Forum Moderators: open

Message Too Old, No Replies

Edgy from Columbia?

getting hit by new spider

         

Megaclinium

12:58 am on Jun 19, 2008 (gmt 0)

10+ Year Member



I'm getting whacked by a apider with no ID in its UA, resolves to Columbia U in NY.

"Mozilla/5.0 (X11; U; Linux i686; en-US; rv:1.8.1.11) Gecko/20060601 Firefox/2.0.0.11 (Ubuntu-edgy)"

Any idea what or why?

I've 403'd them.
They haven't hit robots and are (were) simply bypassing my web pages and going direct to media files.

Kind of clever, they are doing it over a wide period and random order from randomly selected directories. But a direct get to the content isn't particularly clever.

128.59.2x.xx is the address. 3 dift addresses in this columbia block have bots.

wilderness

1:23 pm on Jun 19, 2008 (gmt 0)

WebmasterWorld Senior Member 10+ Year Member Top Contributors Of The Month



I'm getting whacked by a apider with no ID in its UA, resolves to Columbia U in NY.

Not exactly ;)

The UA contains multiple unique names (even multiple logic) which allow focus.
Either on the names themselves or a combination of name and IP range.

An example of the latter:

# IF the UA contains Linux or Ubuntu and the visitor comes from 128.59.0-255.0-255, than deny access
RewriteCond %{HTTP_USER_AGENT} (Linux¦Ubuntu)
RewriteCond %{REMOTE_ADDR} ^128\.59\.
RewriteRule .* - [F]

Please note; the forum breaks the pipe character and requires correction prior to implementation.

Megaclinium

10:23 pm on Jun 19, 2008 (gmt 0)

10+ Year Member



Thanks!

Boy this spider is a bit of a dork.

When I wrote a vb program to check some shipping#s against the fedex web site for a job, I actually checked the return status.

It continues to immolate itself against my site, creating an endless stream of 403 errs with what appears to be random timing from a minute to 15 minutes.

(Kind of satisfying to see it stopped by the IP deny :)

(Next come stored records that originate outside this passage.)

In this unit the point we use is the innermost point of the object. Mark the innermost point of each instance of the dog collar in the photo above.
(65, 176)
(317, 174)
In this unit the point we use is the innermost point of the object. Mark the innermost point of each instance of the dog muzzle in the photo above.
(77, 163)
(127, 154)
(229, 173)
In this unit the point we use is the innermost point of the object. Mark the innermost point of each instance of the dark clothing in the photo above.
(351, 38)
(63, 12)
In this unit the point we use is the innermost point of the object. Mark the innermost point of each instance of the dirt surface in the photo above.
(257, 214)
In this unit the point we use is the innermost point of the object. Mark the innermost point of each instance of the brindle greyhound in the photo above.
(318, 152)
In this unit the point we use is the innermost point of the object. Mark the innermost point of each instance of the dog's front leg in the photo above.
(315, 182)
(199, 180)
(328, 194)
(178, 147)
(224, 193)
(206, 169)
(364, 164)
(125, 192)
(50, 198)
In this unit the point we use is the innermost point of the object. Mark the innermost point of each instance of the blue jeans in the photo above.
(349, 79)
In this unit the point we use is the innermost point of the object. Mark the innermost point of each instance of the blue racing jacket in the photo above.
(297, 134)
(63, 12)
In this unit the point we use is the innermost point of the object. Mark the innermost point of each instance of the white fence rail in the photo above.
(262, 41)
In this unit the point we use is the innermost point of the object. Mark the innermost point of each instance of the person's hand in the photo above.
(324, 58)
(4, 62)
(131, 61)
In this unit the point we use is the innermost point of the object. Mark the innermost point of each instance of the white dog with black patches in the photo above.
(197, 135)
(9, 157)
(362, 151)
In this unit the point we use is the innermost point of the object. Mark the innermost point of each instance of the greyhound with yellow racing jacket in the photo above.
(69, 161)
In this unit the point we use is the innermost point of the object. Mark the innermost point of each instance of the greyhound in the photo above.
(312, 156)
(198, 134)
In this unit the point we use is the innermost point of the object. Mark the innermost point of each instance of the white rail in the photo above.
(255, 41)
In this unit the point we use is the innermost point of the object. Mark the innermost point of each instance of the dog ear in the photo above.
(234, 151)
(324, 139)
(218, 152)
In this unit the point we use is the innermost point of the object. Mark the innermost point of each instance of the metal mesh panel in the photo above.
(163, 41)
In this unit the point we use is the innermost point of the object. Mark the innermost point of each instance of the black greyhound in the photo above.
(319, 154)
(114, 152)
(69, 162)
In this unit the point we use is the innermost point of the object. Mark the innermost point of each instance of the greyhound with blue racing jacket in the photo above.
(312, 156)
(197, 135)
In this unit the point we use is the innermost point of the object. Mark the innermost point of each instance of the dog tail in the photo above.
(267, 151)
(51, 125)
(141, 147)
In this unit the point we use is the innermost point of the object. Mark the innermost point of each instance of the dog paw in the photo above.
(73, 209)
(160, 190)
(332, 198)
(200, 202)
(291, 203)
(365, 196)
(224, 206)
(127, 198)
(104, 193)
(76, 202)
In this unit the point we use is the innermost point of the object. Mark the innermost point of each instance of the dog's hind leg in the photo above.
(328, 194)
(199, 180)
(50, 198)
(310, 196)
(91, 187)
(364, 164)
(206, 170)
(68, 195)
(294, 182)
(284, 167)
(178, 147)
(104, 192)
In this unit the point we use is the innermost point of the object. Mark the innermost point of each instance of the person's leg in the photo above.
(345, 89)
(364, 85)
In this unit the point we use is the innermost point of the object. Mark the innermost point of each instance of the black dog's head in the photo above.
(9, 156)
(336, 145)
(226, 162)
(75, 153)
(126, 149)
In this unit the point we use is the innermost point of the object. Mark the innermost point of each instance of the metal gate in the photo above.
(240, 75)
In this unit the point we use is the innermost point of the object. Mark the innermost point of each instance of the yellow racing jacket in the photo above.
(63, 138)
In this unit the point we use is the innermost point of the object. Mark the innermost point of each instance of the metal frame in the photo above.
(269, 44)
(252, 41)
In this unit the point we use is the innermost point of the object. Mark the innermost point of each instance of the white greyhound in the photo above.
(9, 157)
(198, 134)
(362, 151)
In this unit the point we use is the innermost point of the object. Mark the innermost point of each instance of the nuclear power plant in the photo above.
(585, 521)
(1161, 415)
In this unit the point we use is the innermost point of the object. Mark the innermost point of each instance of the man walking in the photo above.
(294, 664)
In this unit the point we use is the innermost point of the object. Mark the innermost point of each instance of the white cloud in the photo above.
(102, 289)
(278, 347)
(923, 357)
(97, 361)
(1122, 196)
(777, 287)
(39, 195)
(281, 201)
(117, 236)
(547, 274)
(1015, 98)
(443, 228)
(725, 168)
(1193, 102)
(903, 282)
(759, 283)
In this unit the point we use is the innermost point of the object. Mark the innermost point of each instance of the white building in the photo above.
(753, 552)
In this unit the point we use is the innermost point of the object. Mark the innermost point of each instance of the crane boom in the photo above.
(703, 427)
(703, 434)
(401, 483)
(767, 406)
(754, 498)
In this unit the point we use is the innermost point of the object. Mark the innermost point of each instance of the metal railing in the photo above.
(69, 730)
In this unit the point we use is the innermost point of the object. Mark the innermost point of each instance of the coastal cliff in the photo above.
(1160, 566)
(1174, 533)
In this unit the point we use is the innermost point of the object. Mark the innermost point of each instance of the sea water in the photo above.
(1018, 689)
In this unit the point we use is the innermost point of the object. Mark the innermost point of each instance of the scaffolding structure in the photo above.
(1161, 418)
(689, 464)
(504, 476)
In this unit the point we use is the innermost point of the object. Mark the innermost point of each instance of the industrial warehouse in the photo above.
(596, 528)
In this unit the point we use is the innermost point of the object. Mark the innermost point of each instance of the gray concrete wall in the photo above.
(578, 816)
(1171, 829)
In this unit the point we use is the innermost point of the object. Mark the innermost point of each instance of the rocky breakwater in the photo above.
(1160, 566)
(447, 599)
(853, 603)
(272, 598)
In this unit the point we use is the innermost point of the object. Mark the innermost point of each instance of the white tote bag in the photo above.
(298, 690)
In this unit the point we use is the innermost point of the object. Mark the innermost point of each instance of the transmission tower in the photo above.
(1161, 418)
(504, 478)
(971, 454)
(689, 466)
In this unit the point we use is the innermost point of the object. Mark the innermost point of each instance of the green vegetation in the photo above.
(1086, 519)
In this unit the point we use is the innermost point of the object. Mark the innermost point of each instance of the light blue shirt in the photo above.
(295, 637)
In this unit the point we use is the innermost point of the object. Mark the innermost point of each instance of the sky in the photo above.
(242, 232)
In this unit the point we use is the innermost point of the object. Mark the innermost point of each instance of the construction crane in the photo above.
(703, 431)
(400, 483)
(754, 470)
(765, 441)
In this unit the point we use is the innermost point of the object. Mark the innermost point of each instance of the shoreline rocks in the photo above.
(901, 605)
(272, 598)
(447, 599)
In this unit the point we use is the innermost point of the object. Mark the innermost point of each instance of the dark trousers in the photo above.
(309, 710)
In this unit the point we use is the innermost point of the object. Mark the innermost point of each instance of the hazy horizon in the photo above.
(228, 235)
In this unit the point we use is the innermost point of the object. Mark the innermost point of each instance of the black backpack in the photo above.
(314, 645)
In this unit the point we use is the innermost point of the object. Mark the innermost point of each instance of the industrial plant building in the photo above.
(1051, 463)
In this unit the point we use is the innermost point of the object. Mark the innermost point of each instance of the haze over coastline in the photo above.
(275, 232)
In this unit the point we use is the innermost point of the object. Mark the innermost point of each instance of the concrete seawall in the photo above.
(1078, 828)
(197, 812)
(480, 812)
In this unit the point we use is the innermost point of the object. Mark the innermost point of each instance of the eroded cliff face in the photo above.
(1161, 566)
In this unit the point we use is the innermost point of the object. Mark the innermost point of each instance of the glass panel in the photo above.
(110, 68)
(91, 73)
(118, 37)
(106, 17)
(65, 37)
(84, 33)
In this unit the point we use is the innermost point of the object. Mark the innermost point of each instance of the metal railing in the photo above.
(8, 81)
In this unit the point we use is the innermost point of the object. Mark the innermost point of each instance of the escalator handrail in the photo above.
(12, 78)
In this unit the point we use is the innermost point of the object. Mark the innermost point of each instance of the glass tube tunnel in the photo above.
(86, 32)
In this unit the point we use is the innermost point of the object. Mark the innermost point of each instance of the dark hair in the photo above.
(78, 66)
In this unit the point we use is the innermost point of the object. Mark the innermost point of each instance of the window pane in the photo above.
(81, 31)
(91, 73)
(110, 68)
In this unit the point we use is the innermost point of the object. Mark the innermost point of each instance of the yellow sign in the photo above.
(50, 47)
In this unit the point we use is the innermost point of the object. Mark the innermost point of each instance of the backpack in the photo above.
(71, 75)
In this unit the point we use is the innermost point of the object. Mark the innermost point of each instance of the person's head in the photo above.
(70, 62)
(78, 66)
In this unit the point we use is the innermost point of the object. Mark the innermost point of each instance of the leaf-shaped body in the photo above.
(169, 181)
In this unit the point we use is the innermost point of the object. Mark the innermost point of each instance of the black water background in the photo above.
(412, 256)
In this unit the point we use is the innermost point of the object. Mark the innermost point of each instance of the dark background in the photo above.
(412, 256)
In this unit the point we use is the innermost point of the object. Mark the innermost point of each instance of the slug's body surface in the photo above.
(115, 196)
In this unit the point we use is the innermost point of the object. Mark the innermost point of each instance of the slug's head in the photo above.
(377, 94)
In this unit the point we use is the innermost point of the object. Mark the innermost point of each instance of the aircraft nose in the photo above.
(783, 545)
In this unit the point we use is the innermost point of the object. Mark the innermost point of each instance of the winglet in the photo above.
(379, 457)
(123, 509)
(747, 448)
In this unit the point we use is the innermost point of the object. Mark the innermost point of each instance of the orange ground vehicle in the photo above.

So far it hasn't tried any other than the 3 IPs in the columbia U range.

wilderness

2:14 am on Jun 21, 2008 (gmt 0)

WebmasterWorld Senior Member 10+ Year Member Top Contributors Of The Month



Maybe they just like your sites ;)

The Class B is NOT included in my 128 denys, however I wouldn't hesitate for an NY second to add them in ;)

Don

Megaclinium

9:20 pm on Jul 4, 2008 (gmt 0)

10+ Year Member



I think they must like my site. I have endless media files, which it was going after.

Update: I notified columbia abuse email. Nice person said would notify machine owner that the retarded robot was immolating itself with endless 403s.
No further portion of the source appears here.